Purpose: The present study comprises a retrospective evaluation of the potential application of mandibular repositioning appliance (MRA) therapy preceding maxillomandibular advancement (MMA) surgery in the treatment of the Obstructive Sleep Apnea-Hypopnea Syndrome (OSAHS). Our initial experiences with a new surgical protocol, in which MRA therapy serves as a predictor for success of MMA surgery, are reported.
Patients and methods: Forty-three consecutive patients with OSAHS treated with MRA therapy were considered for inclusion (mean+/-SD; Apnea-Hypopnea Index [AHI]=27+/-20; age=53+/-9 years). All patients displaying a substantial improvement in their AHI with MRA therapy (ie,>50% reduction) who preferred surgical rather than "prosthetic" advancement of the mandible were offered MMA surgery. Accordingly, 4 out of 43 patients were treated with MMA surgery. The AHI was used as the primary outcome measure, with MMA surgery being considered successful in case of a postoperative AHI <5.
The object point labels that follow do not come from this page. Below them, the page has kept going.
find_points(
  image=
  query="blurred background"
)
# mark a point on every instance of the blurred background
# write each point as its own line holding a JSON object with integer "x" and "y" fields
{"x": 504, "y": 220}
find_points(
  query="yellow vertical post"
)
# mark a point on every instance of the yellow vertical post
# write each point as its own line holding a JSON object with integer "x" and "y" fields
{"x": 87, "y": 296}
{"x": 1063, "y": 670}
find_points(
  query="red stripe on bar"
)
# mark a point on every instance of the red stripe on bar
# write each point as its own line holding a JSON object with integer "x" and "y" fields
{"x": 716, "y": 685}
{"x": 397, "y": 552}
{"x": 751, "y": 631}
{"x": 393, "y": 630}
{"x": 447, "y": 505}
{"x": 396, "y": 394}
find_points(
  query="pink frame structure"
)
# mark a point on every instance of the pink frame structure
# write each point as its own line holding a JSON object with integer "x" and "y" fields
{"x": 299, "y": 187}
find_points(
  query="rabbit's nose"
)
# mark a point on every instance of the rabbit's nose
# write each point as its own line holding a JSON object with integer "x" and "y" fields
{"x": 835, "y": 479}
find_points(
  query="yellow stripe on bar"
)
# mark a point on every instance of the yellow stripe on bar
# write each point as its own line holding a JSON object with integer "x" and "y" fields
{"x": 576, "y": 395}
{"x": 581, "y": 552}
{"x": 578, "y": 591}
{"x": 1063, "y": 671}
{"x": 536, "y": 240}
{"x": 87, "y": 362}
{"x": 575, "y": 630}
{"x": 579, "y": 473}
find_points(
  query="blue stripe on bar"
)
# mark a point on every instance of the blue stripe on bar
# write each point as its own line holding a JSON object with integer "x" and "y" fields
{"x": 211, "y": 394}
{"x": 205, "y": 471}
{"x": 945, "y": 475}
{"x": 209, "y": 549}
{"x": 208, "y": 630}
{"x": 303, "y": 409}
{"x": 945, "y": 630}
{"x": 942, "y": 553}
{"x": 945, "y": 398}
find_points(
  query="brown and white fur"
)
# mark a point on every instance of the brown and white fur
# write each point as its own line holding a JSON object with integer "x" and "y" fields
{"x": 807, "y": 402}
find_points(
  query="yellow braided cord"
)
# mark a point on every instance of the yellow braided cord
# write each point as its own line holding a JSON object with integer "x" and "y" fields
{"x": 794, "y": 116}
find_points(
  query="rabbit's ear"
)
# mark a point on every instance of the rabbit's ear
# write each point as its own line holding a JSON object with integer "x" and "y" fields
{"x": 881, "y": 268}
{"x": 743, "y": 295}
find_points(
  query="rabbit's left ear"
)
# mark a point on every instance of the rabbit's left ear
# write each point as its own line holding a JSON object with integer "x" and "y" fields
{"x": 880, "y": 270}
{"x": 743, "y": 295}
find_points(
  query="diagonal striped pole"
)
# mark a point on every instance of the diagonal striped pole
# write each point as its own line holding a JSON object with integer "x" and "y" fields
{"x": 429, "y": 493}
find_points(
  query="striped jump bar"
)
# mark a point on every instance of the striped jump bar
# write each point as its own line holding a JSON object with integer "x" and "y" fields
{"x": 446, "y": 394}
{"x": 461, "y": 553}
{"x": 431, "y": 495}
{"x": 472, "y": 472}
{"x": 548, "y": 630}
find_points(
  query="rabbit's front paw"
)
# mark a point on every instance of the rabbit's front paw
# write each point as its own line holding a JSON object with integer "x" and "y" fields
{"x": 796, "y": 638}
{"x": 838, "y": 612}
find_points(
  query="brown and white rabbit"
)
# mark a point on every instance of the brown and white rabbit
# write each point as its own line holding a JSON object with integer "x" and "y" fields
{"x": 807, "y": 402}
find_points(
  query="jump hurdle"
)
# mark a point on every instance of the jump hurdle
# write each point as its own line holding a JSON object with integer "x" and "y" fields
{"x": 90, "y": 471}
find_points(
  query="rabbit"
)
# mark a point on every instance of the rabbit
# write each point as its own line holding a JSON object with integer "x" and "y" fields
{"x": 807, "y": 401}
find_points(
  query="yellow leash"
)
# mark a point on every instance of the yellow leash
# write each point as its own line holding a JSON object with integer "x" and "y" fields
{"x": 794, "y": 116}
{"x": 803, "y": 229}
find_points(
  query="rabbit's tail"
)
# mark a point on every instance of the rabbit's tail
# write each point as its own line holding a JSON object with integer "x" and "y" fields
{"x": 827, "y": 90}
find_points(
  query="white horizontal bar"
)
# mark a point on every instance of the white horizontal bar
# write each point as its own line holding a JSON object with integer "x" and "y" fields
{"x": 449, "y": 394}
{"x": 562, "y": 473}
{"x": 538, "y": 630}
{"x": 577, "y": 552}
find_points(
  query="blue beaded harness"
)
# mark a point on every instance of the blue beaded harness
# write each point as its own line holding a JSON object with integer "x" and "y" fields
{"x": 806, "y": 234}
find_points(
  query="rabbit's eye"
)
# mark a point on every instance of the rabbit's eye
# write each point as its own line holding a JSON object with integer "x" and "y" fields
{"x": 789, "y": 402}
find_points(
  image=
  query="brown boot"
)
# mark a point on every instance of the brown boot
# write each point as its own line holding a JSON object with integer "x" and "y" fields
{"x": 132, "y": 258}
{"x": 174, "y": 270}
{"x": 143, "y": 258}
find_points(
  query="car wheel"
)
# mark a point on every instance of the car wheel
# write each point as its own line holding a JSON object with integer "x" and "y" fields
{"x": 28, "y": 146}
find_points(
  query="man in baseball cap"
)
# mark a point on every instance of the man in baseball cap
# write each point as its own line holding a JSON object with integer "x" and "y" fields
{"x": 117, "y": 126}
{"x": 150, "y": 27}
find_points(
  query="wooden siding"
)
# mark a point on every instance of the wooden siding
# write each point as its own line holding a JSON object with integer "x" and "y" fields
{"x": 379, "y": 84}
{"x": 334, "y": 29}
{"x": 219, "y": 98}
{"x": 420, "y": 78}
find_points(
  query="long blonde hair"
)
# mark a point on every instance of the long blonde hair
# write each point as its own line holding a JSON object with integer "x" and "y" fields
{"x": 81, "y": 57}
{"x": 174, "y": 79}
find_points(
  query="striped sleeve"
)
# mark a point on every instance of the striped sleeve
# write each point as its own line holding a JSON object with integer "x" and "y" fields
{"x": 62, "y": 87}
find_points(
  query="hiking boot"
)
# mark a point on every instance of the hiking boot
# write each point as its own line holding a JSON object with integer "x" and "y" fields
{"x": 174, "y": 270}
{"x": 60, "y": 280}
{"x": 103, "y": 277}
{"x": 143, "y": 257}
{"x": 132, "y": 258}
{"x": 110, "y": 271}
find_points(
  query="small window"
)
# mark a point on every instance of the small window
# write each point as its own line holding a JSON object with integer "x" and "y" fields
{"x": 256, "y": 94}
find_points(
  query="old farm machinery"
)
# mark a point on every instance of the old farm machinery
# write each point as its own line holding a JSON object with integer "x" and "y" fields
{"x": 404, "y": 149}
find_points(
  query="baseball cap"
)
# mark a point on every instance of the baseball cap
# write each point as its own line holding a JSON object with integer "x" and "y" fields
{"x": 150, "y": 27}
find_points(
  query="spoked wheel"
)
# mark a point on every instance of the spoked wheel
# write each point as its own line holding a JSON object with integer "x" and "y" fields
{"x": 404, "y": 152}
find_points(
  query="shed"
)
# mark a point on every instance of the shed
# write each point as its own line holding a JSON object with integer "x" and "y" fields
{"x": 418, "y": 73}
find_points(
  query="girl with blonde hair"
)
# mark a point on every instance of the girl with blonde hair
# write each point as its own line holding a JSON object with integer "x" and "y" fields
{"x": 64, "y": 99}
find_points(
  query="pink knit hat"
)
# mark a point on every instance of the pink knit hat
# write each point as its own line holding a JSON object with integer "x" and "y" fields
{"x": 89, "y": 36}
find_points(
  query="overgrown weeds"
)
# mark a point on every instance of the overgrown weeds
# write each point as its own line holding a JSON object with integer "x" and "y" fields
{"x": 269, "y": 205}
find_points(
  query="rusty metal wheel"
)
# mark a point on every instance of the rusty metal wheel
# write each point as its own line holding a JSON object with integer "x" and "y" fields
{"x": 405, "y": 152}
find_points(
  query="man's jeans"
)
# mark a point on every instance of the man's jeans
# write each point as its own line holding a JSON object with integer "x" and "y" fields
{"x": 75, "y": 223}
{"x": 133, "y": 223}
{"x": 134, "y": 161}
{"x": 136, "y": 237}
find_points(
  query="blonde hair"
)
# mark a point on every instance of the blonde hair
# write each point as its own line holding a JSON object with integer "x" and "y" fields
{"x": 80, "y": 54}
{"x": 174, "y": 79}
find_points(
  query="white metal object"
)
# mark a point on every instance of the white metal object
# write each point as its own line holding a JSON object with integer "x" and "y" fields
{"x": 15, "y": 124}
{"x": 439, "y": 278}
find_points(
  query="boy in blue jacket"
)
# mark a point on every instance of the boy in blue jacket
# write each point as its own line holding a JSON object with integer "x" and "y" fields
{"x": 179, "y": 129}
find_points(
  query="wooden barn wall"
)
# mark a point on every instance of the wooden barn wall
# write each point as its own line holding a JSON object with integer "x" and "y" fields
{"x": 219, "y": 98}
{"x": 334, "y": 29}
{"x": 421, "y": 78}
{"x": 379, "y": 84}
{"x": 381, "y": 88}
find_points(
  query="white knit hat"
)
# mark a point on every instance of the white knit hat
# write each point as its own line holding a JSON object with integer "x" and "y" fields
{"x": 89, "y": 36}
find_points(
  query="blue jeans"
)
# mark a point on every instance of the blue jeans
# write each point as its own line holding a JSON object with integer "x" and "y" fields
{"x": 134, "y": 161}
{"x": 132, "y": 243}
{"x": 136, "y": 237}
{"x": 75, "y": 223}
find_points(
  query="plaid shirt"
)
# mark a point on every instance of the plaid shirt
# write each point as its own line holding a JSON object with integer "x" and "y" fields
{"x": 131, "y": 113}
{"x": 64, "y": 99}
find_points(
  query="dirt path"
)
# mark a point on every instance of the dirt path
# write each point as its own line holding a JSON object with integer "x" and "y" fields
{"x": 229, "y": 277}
Results: All 4 patients included displayed substantial improvement in their AHI following MRA therapy. Moreover, in 3 patients MRA therapy resulted in a post-treatment AHI <or=5. With respect to the primary outcome measure, successful OSAHS management was attained in all 4 patients following MMA surgery.
Conclusion: Results from the 4 patients included in the present study suggest that MRA therapy might be a good predictor for the success of MMA surgery in OSAHS management. Although confirmation in a larger study sample is indicated, we conclude that patients with a substantial reduction in baseline AHI with MRA therapy appear to be candidates for MMA surgery.